We'll differentiate both sides with respect to x:

dy/dx = d/dx(x^2)

dy/dx = 2x

For x = -1/2 => y' = 2*(-1/2) = -1

The equation of the line is:

y - 1/4 = -(x + 1/2)

We'll remove the brackets:

y - 1/4 = -x - 1/2

We'll move all terms to the left side:

x + y - 1/4 + 1/2 = 0

x + y + 1/4 = 0

The equation of the tangent line, at the point  (-1/2 , 1/4), in the general form, is:

4x + 4y + 1 = 0

The equation of the tangent line, at the point (1,1), is:

y - 1 = y'(1)(x-1)

For x = 1 => y'(1) = 2*1 = 2

y - 1 = 2(x-1)

We'll remove the brackets:

y - 1 = 2x - 2

We'll move all terms to the left side:

-2x + y + 1 = 0

2x - y - 1 = 0

The equation of the tangent line, at the point (1,1),in the general form, is:

2x - y - 1 = 0

neela's profile pic

neela | High School Teacher | (Level 3) Valedictorian

Posted on

To find the equations of tangents to the curve,  y = x^2 at the points (-1/2 , 1/4) and (1,1).

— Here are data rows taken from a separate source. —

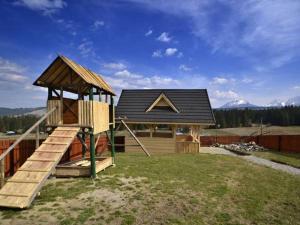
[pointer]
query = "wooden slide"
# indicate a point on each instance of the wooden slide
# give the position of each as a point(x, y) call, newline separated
point(24, 185)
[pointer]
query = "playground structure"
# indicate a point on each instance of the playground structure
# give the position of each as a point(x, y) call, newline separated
point(66, 119)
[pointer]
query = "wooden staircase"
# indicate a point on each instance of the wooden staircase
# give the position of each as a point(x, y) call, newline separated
point(23, 186)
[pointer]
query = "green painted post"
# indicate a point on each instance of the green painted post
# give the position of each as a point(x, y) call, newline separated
point(92, 142)
point(83, 147)
point(112, 131)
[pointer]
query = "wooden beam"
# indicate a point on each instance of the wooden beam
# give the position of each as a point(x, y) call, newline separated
point(135, 138)
point(37, 137)
point(2, 173)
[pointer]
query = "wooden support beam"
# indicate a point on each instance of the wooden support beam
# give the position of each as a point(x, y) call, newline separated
point(37, 137)
point(2, 173)
point(136, 139)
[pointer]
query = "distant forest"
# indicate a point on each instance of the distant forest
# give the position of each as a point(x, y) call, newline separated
point(18, 124)
point(286, 116)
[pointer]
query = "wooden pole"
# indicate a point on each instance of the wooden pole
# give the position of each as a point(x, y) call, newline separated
point(136, 139)
point(2, 173)
point(37, 137)
point(92, 142)
point(111, 127)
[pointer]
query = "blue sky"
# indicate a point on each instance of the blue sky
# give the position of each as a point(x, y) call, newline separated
point(236, 49)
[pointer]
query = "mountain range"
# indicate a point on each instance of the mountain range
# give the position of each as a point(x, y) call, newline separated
point(241, 104)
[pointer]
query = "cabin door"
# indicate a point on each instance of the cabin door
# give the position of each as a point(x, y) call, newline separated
point(70, 111)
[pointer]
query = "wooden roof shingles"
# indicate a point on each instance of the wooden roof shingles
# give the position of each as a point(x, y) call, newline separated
point(65, 73)
point(193, 106)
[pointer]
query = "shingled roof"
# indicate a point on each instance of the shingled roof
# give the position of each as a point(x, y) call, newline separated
point(65, 73)
point(193, 106)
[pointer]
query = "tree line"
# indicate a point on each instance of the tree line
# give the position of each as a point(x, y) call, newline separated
point(18, 124)
point(285, 116)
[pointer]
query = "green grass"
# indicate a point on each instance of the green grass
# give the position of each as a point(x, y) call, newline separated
point(292, 159)
point(171, 189)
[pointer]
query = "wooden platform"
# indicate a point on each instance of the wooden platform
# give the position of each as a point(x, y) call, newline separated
point(82, 168)
point(21, 189)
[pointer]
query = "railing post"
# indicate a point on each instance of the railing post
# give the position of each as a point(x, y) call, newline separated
point(2, 172)
point(92, 143)
point(11, 163)
point(37, 137)
point(111, 126)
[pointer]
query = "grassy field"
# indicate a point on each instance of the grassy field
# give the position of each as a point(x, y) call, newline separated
point(292, 159)
point(169, 189)
point(244, 131)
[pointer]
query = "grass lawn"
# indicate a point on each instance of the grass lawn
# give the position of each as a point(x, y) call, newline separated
point(169, 189)
point(292, 159)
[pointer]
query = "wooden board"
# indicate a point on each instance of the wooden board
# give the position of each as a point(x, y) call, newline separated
point(94, 114)
point(82, 168)
point(153, 145)
point(56, 117)
point(21, 189)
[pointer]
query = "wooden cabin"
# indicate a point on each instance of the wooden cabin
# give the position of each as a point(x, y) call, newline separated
point(165, 120)
point(85, 111)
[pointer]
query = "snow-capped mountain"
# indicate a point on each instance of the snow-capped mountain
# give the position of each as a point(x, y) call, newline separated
point(293, 101)
point(276, 103)
point(238, 103)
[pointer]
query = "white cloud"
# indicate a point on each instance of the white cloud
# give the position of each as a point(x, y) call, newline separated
point(267, 33)
point(157, 54)
point(11, 72)
point(185, 68)
point(127, 74)
point(170, 51)
point(48, 7)
point(247, 80)
point(164, 37)
point(114, 66)
point(149, 32)
point(97, 24)
point(220, 80)
point(225, 94)
point(126, 79)
point(86, 48)
point(179, 55)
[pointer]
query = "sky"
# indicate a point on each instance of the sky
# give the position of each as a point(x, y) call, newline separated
point(235, 49)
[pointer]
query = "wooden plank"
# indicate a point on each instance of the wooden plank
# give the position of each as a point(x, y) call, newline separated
point(22, 188)
point(137, 140)
point(2, 173)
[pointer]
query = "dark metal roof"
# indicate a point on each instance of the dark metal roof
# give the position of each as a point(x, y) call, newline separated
point(193, 105)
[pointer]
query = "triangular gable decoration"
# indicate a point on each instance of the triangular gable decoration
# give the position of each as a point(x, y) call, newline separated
point(162, 101)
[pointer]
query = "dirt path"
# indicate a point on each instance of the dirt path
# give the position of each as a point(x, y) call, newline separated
point(253, 159)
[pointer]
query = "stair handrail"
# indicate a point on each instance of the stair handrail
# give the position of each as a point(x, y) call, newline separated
point(5, 153)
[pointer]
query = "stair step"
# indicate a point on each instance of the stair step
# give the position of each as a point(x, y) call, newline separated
point(22, 181)
point(48, 151)
point(42, 160)
point(61, 136)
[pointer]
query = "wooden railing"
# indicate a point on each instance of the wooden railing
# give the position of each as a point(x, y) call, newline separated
point(11, 148)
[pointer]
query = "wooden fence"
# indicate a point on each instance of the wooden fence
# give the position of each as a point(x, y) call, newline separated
point(285, 143)
point(24, 150)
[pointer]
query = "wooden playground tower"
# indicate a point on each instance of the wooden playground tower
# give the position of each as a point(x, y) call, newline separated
point(66, 119)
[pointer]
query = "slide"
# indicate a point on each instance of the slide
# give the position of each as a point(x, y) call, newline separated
point(21, 189)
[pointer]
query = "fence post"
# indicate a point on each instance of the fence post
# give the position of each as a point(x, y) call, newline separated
point(2, 172)
point(12, 163)
point(37, 137)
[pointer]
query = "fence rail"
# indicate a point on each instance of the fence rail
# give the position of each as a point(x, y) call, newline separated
point(285, 143)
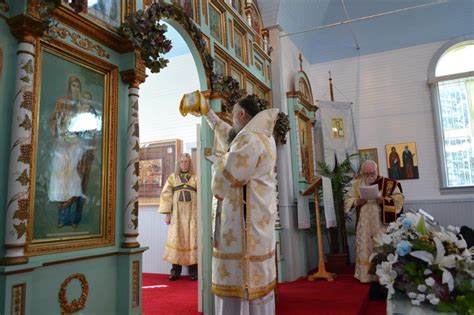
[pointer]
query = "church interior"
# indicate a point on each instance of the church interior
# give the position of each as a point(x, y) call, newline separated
point(375, 102)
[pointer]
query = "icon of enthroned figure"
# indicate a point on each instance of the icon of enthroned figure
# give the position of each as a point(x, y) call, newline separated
point(74, 124)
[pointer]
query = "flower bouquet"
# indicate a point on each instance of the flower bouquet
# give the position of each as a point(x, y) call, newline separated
point(429, 263)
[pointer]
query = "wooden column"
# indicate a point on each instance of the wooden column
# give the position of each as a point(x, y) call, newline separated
point(321, 273)
point(134, 77)
point(26, 29)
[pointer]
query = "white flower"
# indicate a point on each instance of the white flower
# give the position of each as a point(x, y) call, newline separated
point(448, 278)
point(382, 239)
point(422, 288)
point(461, 243)
point(414, 217)
point(391, 258)
point(434, 301)
point(441, 260)
point(386, 275)
point(453, 229)
point(429, 281)
point(415, 302)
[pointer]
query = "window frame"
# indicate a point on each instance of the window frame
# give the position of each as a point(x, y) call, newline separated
point(433, 81)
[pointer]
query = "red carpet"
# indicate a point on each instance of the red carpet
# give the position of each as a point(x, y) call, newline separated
point(161, 296)
point(343, 296)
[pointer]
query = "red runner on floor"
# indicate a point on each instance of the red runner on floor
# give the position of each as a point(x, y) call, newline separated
point(161, 296)
point(345, 296)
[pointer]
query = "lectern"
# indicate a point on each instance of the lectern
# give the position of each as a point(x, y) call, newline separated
point(321, 273)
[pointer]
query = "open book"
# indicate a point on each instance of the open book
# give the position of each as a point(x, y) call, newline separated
point(211, 158)
point(369, 192)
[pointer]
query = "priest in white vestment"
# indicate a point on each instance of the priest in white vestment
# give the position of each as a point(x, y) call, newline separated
point(243, 262)
point(373, 215)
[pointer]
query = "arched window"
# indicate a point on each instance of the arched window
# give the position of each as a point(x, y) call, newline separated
point(451, 78)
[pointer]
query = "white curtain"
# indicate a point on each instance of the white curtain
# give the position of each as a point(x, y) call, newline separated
point(338, 142)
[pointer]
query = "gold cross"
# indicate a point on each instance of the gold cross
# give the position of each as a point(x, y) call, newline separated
point(263, 221)
point(260, 189)
point(235, 203)
point(242, 142)
point(253, 244)
point(242, 160)
point(223, 271)
point(257, 277)
point(218, 184)
point(229, 237)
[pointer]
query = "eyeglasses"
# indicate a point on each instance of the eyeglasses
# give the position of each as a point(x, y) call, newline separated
point(369, 173)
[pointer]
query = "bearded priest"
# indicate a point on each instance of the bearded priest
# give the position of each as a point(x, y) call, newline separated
point(373, 215)
point(243, 262)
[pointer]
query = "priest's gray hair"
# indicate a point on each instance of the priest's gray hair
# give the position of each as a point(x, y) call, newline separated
point(367, 163)
point(187, 155)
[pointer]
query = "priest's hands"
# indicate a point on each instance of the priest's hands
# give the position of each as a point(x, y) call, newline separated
point(360, 202)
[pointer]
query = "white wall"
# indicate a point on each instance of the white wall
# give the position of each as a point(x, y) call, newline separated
point(298, 250)
point(160, 119)
point(159, 102)
point(392, 104)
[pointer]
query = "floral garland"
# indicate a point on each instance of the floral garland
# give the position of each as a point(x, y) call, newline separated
point(76, 304)
point(230, 91)
point(429, 263)
point(144, 30)
point(44, 9)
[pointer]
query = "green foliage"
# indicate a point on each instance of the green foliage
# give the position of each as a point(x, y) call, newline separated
point(341, 176)
point(418, 244)
point(45, 9)
point(144, 30)
point(415, 272)
point(230, 90)
point(462, 304)
point(421, 226)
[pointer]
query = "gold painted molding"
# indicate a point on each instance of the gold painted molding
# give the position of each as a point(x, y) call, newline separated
point(93, 30)
point(309, 106)
point(79, 41)
point(26, 28)
point(136, 284)
point(76, 304)
point(106, 237)
point(18, 299)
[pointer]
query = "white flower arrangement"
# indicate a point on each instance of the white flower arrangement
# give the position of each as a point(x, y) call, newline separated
point(429, 263)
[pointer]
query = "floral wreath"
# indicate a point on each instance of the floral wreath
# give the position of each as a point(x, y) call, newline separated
point(144, 30)
point(76, 304)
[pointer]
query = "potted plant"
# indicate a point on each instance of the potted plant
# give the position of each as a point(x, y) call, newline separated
point(341, 176)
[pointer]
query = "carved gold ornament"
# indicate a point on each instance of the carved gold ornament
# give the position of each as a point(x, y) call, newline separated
point(76, 304)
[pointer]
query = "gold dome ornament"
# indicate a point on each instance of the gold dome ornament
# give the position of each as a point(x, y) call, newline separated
point(193, 103)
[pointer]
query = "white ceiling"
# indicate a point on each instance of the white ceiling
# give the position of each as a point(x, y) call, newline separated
point(319, 28)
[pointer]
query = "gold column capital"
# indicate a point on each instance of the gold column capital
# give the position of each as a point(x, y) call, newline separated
point(26, 28)
point(133, 77)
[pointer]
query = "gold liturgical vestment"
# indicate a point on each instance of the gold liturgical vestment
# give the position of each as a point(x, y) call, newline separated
point(178, 198)
point(372, 220)
point(243, 262)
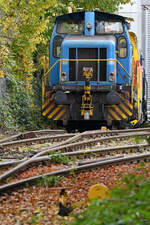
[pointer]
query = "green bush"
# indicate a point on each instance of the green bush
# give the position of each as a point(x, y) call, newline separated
point(129, 205)
point(15, 110)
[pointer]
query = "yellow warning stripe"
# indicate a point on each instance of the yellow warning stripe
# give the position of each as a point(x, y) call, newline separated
point(125, 109)
point(120, 112)
point(48, 109)
point(60, 114)
point(45, 104)
point(114, 114)
point(54, 112)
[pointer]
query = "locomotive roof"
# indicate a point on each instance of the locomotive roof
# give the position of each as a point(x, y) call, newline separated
point(98, 15)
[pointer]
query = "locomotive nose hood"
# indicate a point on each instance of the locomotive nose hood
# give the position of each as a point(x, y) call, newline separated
point(97, 52)
point(75, 41)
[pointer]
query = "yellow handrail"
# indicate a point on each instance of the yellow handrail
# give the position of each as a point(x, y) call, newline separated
point(81, 60)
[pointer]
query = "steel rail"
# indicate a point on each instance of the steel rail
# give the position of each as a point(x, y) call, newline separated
point(129, 159)
point(5, 144)
point(23, 164)
point(35, 140)
point(102, 151)
point(38, 132)
point(62, 145)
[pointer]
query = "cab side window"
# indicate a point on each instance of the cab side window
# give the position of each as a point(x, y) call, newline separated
point(122, 47)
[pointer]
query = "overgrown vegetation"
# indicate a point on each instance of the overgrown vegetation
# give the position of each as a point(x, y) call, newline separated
point(129, 204)
point(26, 28)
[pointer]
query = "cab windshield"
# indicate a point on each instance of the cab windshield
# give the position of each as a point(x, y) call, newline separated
point(108, 27)
point(70, 26)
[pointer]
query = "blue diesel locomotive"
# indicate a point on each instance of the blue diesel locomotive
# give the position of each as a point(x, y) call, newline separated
point(95, 73)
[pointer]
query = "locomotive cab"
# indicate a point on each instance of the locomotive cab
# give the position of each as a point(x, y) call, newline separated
point(91, 57)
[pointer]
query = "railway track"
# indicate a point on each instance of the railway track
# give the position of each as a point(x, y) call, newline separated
point(77, 149)
point(76, 169)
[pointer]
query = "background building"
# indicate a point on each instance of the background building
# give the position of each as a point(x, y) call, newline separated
point(140, 12)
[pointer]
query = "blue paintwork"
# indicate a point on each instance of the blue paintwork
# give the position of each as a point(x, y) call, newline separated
point(111, 48)
point(125, 62)
point(89, 19)
point(110, 45)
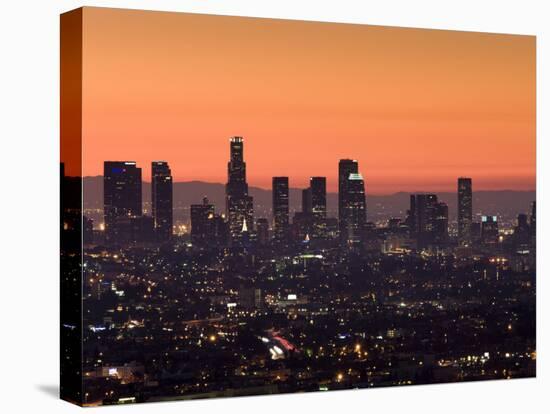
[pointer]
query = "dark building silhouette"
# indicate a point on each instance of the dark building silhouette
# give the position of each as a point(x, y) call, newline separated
point(464, 211)
point(533, 223)
point(202, 222)
point(489, 230)
point(262, 231)
point(302, 226)
point(306, 200)
point(428, 220)
point(239, 205)
point(441, 224)
point(161, 197)
point(280, 208)
point(121, 198)
point(318, 197)
point(345, 168)
point(522, 236)
point(354, 210)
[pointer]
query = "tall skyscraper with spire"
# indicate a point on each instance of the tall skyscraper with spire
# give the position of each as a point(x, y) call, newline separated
point(464, 211)
point(239, 205)
point(161, 197)
point(280, 208)
point(354, 209)
point(121, 198)
point(345, 168)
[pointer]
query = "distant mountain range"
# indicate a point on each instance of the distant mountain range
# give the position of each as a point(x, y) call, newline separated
point(506, 203)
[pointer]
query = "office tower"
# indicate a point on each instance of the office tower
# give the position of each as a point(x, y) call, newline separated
point(489, 230)
point(354, 210)
point(318, 198)
point(306, 200)
point(441, 223)
point(318, 191)
point(262, 231)
point(280, 208)
point(345, 168)
point(239, 205)
point(476, 232)
point(423, 216)
point(161, 197)
point(533, 220)
point(202, 222)
point(121, 198)
point(522, 236)
point(464, 209)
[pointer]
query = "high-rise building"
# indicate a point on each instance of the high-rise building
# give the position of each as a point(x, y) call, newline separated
point(306, 200)
point(262, 231)
point(489, 230)
point(280, 208)
point(318, 190)
point(239, 205)
point(464, 211)
point(318, 197)
point(345, 168)
point(441, 224)
point(533, 220)
point(428, 220)
point(121, 198)
point(354, 210)
point(161, 197)
point(202, 222)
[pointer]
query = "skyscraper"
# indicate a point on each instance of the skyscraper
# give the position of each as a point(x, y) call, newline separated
point(202, 222)
point(489, 230)
point(280, 208)
point(441, 223)
point(345, 168)
point(121, 197)
point(262, 231)
point(318, 194)
point(354, 209)
point(239, 204)
point(161, 196)
point(427, 219)
point(464, 211)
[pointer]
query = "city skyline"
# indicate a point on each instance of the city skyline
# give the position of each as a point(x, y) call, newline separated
point(294, 272)
point(467, 107)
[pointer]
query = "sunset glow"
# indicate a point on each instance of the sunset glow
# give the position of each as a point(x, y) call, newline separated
point(417, 108)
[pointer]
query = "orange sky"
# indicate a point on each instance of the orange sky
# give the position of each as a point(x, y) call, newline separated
point(417, 108)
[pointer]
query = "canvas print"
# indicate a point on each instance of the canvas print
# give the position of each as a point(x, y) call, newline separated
point(260, 206)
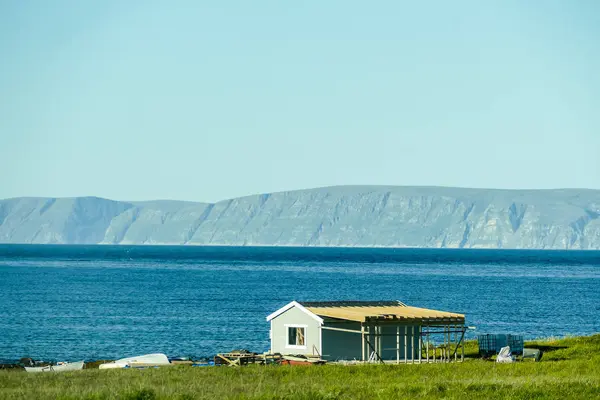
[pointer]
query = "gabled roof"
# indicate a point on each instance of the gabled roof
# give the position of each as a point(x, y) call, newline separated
point(366, 311)
point(376, 311)
point(299, 307)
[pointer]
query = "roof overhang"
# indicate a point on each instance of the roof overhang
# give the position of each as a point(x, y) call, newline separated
point(299, 307)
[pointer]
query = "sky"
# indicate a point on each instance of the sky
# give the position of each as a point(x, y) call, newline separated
point(204, 101)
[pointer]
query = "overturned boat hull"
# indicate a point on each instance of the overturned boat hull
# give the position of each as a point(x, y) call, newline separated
point(148, 360)
point(76, 366)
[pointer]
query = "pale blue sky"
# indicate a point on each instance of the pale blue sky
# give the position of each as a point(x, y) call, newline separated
point(204, 101)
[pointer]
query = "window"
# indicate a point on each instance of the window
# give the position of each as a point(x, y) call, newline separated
point(296, 336)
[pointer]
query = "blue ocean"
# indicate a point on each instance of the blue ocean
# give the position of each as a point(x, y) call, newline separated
point(106, 302)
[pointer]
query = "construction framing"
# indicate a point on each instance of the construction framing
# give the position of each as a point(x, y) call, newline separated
point(441, 342)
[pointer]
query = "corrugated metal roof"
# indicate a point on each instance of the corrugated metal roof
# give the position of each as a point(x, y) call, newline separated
point(367, 311)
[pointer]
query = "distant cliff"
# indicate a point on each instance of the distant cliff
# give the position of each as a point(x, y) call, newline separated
point(336, 216)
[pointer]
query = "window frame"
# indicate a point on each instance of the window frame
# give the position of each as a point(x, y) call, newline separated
point(287, 335)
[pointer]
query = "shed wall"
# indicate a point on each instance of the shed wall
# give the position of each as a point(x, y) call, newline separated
point(342, 345)
point(279, 332)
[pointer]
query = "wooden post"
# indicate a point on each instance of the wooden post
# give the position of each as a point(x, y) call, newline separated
point(420, 343)
point(427, 351)
point(397, 344)
point(405, 344)
point(362, 341)
point(462, 346)
point(456, 340)
point(412, 345)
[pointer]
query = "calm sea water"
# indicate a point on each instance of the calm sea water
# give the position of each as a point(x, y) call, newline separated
point(96, 302)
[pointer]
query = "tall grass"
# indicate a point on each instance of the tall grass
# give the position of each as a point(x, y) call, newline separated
point(570, 368)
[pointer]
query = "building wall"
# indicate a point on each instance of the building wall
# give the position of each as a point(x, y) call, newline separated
point(279, 332)
point(341, 345)
point(389, 342)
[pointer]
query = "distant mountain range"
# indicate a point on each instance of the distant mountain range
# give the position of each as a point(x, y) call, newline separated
point(362, 216)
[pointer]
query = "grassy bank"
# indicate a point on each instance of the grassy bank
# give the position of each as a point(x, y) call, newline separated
point(570, 368)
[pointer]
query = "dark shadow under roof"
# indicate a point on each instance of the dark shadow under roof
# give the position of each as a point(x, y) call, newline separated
point(376, 303)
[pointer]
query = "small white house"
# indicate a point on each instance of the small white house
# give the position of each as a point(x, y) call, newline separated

The tangent to the curve y = f(x) dx at (x1,y1) is given by:

y - y1 = m(x1,y1).(x-x1)

Where m(x,y) = dy/dx = (x^2) = 2x.

Therefore m(x1,y1) = m(-1/2 , - 1/4) = 2(-1/2) = -1.

Therefore, tangent at (-1/2,1/4) to  y= x^2 is:

y-1/4 = -1{x-(-1/2)}

y-1/4 = -x-1/2

y+x-1/4+1/2 = 0

y+x+1/4 = 0

4x+4y+1 = 0 is the tangent at (-1/2), 1/4).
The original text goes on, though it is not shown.